There's more at play here than just futzing with two apps at the same time. Google has baked some new functionality into its humble Recent Apps key -- double-tapping it takes you to your last used app, and tapping it while looking at your stack of running apps cycles through them. One nice touch: A little countdown appears on each app card when you switch through them like this, and you're dropped into an app when time runs out. I'll admit, I prefer the text-based trail of breadcrumbs iOS uses to take me back to previously opened apps, but Google's approach is fast and functional in its own right.
Under the hood
If you're the kind of person who doesn't spend much time in your phone's settings, well, I sort of envy you. For the rest of us, Google not only tweaked how settings options are laid out -- it also decided to show off pertinent information without making you click into another section. For one, you'll find notifications of sorts at the top of the page -- in my case, they usually told me that Do Not Disturb was turned on. (What can I say? I hate talking to people on the weekend.) Just below those blaring banners are suggestions for tasks you might want to tackle, like changing your wallpaper. All the usual headings (wireless & networks, device, etc...) are just beneath that, but the sections within them offer up quick stats such as how many apps are installed, how much storage is being used and more. Sure, it's a small change, but it's one that makes understanding your phone just a little less daunting.

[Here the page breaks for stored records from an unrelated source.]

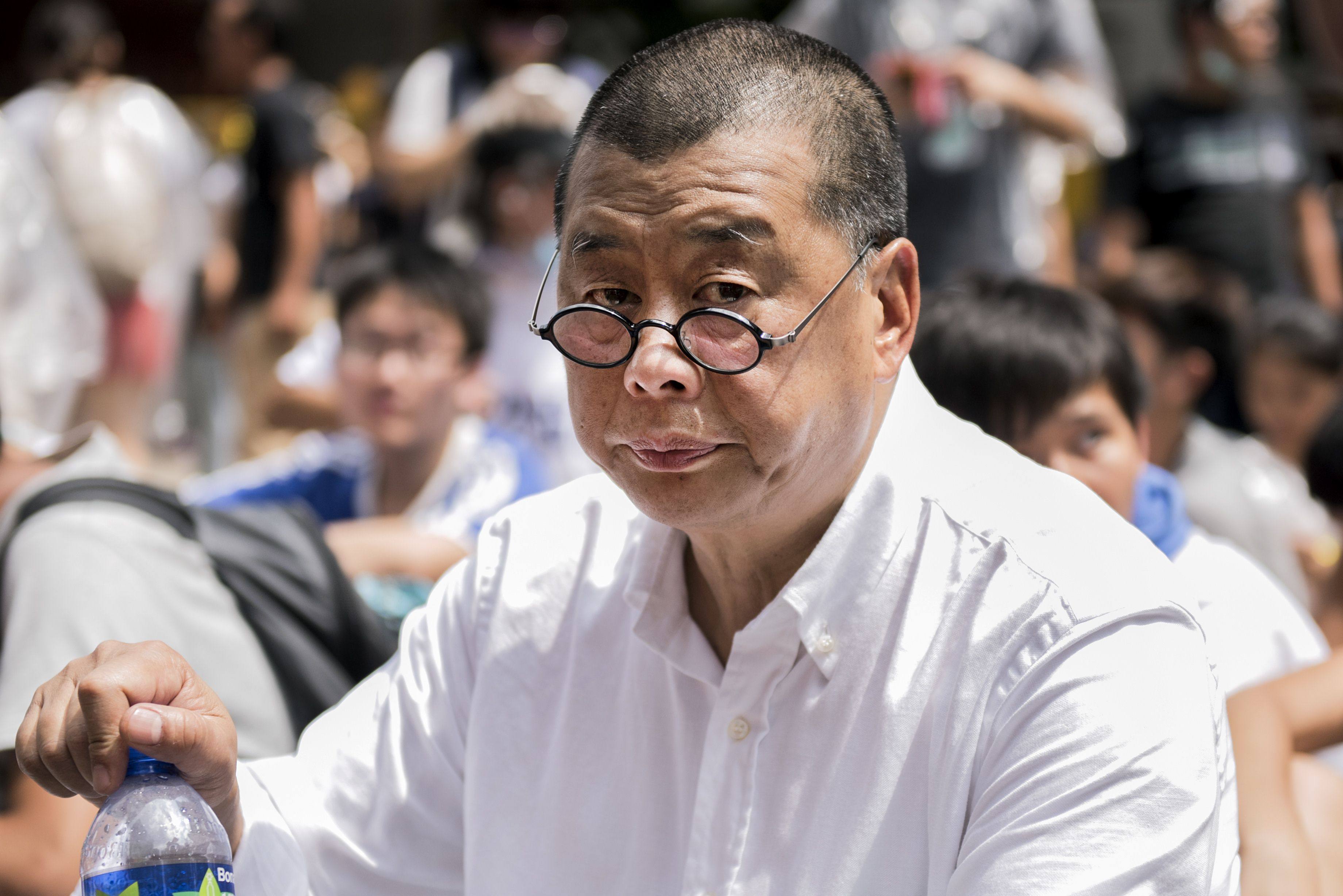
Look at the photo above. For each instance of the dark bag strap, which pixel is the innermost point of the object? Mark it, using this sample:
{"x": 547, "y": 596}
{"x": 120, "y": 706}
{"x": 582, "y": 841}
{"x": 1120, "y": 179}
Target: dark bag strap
{"x": 156, "y": 503}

Android Marshmallow saw the introduction of Doze, a power management system that shuts down background services when the phone hasn't been touched or moved in a while. This year, Doze seems to have gotten even smarter -- Google says Android N tries to conserve the battery when the screen is off, but the phone is still in motion. It's too early to definitively say how much better Doze is, but here's a telling anecdote: After unplugging the phone on Friday, it survived long enough to navigate me to a meeting on Monday morning before giving up the ghost.
I've used all of the above pretty frequently since Google dropped Android N, but there's much more to see in this build -- especially when it comes to dev-friendly features. Consider the following (non-exhaustive) list of features Android N brings to the table:
You can display your emergency info (name, blood type, allergies and more) on the lock screen.

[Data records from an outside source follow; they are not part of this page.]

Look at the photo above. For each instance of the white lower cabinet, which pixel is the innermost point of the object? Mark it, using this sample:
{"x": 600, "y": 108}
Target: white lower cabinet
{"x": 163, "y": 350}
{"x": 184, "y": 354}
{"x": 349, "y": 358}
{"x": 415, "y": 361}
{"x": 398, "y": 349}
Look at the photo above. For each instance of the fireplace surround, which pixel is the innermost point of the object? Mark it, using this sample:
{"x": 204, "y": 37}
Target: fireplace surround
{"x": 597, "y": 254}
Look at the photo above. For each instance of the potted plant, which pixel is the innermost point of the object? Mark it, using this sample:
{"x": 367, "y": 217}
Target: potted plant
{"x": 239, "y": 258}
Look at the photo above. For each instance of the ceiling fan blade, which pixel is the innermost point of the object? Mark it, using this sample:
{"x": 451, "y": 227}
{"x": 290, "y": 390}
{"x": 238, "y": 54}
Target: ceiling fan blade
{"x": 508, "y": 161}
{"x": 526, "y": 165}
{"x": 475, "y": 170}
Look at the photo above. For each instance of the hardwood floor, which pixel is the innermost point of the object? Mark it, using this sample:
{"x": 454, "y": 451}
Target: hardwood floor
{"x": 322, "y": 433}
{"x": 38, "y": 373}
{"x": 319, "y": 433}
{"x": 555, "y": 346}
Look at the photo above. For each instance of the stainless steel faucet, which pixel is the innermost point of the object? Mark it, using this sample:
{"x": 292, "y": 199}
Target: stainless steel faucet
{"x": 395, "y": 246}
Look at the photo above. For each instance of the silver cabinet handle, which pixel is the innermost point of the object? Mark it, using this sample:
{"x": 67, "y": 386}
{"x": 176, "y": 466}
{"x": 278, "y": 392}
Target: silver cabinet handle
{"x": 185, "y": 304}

A new feature called Data Saver stops all background data syncing unless you're on WiFi.
Android TV will get a picture-in-picture mode, just because.
Google's Project Svelte helps Android N run on lower-end devices, thanks to improved memory management.
Heads-up, PR people: Android N makes it dead-simple to block calls and text messages from specific phone numbers.
You can set certain apps to always connect through a specified VPN (nice for you corporate types).
A "display size" option in the accessibility settings lets you tweak the size of fonts and on-screen interface elements.